Of course, I have also come to believe that punctuation is an art as much as a science. How you punctuate is the way you apply your verbal brush strokes. I still believe that periods, commas, question marks, and exclamation points go inside quotation marks, not outside, although I'm aware that that is subject to personal and cultural opinion. My personal opinion is “outside,” and that's how I'm going to do it.

Heat
There are few things so pleasant as a cool evening after a hot day. We open the windows and let the refreshing breeze soothe us awake from the torpor of the mid-day heat. I have always regretted that the price for such a delicious evening is to live through the blazing day. But there it is, summer again, with its rewards and punishments.
Today was hot and I felt like I'd run a marathon even though what I really did was sit on the couch with ice on my bad knee, folding laundry and watching the last two episodes of season 2 of “Breaking Bad.” This series is not an upper, but it is so well done.
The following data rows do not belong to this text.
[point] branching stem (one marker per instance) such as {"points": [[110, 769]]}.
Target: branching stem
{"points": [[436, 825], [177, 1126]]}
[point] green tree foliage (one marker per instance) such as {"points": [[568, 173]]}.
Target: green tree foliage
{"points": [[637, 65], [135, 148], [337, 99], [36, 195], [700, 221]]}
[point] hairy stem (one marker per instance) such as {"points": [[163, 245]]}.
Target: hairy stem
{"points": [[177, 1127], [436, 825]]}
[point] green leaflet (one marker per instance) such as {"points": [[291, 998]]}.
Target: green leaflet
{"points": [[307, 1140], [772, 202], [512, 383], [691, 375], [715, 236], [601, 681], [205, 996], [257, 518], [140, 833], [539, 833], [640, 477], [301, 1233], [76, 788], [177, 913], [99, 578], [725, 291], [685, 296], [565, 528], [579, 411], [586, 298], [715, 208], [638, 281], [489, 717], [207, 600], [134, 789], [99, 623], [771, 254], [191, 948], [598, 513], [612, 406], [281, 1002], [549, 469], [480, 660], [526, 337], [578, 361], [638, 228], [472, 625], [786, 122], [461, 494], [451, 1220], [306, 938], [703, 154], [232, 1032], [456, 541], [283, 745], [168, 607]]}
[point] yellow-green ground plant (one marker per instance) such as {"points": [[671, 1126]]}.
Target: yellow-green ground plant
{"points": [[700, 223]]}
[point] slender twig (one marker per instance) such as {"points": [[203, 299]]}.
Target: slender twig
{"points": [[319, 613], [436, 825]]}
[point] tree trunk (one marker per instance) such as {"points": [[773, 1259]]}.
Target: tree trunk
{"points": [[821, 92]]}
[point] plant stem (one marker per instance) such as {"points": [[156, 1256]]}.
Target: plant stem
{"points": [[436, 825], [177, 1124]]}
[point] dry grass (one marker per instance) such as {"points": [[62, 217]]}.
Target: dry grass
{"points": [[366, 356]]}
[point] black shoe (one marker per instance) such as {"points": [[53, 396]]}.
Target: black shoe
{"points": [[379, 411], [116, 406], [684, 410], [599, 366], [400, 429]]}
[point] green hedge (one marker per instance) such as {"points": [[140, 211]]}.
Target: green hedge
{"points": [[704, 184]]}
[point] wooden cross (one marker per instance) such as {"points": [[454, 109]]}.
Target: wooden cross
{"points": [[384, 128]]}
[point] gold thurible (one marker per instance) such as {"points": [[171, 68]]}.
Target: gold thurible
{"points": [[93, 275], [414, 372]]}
Then when Rick came home we watched the 1974 movie, The Taking of Pelham 123. A remake of this movie is opening in theaters right now, with Denzel Washington in the Walter Matthau part, I believe. It was fun to see several actors as their younger selves: Matthau, Jerry Stiller, Martin Balsam, Hector Elizondo. It was also fun to see 1974 again – the clothes, the hair cuts, the cars.
Having turned in almost four hours of television watching, I didn't really think I should feel worn out, but I did. Then the sun went down, we opened the windows, and now, at almost midnight, with a cool breeze passing through and frogs and crickets whooping it up out in the night, I feel downright alert and energetic. Just in time to go to bed.